A lot of what is happening reflects the nostalgia that surfaced in our exit from the EU – this time centred on half-remembered visions of a coal bunker in the back garden and Sunday-afternoon motoring on a tank full of five-star petrol. There is also a sense of the same twitchy paranoia that courses around the Daily Mail, GB News and the more worked-up corners of the internet: a conviction, in essence, that anything even remotely associated with the political left must be a conspiracy to limit people’s freedom, and a power grab by the state, and the climate crisis is no exception. As evidenced by the Tories’ leadership contest, what all this leads to is utterly absurd: people claiming that “woke” social attitudes are a huge threat to civilisation and that illegal immigration is even more dangerous, and then responding to 40C heat, failed harvests and endless floods by effectively telling us that no one need worry.

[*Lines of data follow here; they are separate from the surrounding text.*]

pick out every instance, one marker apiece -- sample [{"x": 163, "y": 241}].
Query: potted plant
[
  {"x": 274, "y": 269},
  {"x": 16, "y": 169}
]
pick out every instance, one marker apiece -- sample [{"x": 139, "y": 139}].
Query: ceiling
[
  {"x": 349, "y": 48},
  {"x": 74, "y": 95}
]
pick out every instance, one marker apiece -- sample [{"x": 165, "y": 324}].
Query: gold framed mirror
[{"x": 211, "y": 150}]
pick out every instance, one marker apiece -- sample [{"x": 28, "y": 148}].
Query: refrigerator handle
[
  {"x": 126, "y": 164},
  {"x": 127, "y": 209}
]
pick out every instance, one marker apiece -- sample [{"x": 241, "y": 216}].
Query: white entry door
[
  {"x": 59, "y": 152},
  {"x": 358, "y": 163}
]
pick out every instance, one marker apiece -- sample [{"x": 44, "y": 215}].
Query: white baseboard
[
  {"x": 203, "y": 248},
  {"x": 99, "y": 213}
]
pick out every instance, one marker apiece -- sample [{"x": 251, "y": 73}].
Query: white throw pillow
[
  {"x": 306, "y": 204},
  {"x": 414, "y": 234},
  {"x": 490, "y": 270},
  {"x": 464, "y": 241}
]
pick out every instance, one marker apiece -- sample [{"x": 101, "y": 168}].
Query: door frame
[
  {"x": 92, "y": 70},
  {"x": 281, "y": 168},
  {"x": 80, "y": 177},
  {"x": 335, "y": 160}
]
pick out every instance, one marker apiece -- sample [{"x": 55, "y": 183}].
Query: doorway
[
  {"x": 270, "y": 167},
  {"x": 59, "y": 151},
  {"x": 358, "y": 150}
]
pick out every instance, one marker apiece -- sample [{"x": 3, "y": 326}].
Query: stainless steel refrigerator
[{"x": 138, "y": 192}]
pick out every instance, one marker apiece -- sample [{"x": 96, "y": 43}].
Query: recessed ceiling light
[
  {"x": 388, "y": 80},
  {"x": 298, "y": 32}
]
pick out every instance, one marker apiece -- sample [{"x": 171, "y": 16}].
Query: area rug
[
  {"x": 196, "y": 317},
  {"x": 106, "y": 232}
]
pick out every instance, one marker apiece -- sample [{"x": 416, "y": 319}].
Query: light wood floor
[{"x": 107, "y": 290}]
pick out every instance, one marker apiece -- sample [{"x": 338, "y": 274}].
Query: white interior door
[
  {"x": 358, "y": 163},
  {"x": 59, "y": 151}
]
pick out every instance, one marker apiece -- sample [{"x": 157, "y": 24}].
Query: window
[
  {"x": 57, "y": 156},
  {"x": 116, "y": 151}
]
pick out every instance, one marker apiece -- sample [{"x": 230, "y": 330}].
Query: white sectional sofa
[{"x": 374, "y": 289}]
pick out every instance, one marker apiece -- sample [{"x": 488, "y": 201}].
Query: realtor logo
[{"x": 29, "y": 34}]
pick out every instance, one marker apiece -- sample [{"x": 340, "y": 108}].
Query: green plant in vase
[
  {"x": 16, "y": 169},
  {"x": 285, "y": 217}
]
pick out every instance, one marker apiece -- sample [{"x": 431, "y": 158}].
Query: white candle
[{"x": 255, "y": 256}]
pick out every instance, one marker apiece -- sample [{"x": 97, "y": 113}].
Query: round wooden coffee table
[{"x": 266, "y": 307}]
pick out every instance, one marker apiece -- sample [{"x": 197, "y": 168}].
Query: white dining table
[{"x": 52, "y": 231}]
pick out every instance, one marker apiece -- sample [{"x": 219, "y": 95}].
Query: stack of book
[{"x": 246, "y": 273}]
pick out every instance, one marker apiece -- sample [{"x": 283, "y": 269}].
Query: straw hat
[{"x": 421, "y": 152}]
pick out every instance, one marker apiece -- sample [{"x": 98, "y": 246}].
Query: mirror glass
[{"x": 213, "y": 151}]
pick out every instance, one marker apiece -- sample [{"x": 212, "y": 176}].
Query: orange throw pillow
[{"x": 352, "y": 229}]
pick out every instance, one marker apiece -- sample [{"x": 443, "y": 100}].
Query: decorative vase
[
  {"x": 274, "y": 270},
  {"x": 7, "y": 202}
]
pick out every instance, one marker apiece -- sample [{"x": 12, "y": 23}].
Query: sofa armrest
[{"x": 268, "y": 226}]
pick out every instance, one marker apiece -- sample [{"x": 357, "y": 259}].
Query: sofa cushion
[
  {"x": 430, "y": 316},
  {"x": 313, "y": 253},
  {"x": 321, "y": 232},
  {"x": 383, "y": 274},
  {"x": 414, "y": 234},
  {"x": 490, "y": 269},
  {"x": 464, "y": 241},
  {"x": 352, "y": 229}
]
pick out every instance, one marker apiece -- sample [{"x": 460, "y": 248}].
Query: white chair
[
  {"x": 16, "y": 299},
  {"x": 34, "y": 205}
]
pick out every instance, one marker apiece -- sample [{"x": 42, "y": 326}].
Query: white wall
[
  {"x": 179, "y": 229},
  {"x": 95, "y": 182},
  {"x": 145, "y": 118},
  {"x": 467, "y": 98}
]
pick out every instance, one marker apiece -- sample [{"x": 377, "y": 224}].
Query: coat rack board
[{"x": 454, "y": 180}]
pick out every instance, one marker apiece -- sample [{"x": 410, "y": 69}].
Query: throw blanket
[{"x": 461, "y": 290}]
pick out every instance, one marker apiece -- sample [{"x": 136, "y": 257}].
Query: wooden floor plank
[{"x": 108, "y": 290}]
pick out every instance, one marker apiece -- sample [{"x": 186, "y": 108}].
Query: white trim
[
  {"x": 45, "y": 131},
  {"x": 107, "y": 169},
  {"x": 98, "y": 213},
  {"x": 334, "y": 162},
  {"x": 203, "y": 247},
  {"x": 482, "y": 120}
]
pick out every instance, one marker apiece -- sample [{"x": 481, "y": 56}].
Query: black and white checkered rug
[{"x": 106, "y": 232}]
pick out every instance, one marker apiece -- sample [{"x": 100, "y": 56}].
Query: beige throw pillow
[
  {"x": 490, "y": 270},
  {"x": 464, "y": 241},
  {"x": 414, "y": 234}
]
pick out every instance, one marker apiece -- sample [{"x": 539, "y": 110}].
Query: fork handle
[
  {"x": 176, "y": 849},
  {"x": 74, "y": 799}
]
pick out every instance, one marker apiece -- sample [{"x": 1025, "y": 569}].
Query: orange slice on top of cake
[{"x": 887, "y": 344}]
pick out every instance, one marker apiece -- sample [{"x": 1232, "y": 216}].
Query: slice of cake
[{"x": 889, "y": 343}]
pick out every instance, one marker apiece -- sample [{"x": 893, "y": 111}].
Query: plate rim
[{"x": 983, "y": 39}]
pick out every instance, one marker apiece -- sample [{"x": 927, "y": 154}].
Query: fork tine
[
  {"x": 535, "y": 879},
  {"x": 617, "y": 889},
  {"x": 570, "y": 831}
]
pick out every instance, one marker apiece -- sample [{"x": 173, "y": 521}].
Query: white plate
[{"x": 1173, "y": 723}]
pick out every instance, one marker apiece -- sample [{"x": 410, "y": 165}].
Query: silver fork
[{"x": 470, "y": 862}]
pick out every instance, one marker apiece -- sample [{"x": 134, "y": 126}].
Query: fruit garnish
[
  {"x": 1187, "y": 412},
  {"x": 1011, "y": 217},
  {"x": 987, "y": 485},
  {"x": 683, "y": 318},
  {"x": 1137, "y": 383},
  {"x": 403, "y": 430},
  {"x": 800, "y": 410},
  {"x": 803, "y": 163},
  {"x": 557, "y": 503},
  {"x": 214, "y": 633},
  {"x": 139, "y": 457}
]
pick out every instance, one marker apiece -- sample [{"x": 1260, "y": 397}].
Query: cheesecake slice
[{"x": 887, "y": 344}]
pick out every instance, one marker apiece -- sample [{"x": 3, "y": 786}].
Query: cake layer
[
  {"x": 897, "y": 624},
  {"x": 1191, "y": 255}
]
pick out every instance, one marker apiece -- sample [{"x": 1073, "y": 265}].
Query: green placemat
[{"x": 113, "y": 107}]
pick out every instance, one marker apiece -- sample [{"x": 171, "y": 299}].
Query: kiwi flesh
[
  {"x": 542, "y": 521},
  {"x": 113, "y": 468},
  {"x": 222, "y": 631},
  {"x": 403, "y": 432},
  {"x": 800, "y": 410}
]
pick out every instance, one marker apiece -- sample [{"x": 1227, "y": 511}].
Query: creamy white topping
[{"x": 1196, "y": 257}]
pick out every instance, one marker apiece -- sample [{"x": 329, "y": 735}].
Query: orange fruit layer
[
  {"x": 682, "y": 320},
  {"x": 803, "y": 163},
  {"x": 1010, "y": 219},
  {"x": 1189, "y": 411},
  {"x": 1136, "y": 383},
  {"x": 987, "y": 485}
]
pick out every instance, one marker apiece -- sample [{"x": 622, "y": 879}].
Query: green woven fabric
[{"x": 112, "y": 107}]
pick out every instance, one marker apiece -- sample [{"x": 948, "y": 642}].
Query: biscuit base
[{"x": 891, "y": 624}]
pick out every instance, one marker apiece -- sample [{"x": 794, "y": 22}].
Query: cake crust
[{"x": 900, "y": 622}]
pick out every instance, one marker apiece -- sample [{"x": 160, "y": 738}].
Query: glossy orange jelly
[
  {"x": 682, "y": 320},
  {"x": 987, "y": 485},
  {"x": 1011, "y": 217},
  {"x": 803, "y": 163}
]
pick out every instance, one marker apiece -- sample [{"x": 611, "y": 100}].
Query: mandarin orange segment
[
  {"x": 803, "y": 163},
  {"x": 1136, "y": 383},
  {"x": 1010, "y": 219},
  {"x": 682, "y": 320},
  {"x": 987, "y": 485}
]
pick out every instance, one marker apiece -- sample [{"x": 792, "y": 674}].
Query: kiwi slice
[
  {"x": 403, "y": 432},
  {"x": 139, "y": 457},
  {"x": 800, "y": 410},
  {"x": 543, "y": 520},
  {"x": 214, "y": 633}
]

There is something truly monstrous about that, but it highlights a way of thinking that we are going to be living with for the next two years at least. By way of symbolising it, at last week’s final leadership hustings at Wembley Arena, one member of the audience asked Truss if she might be prepared to abolish motorway speed limits. “We need to be prepared to look at that,” she replied. In that mind-boggling moment, there was a sharp sense of where we are about to be taken: deep into the realms of doing what you want whatever the consequences, thanks to petrolhead politics: the credo of people apparently happy to let the world burn.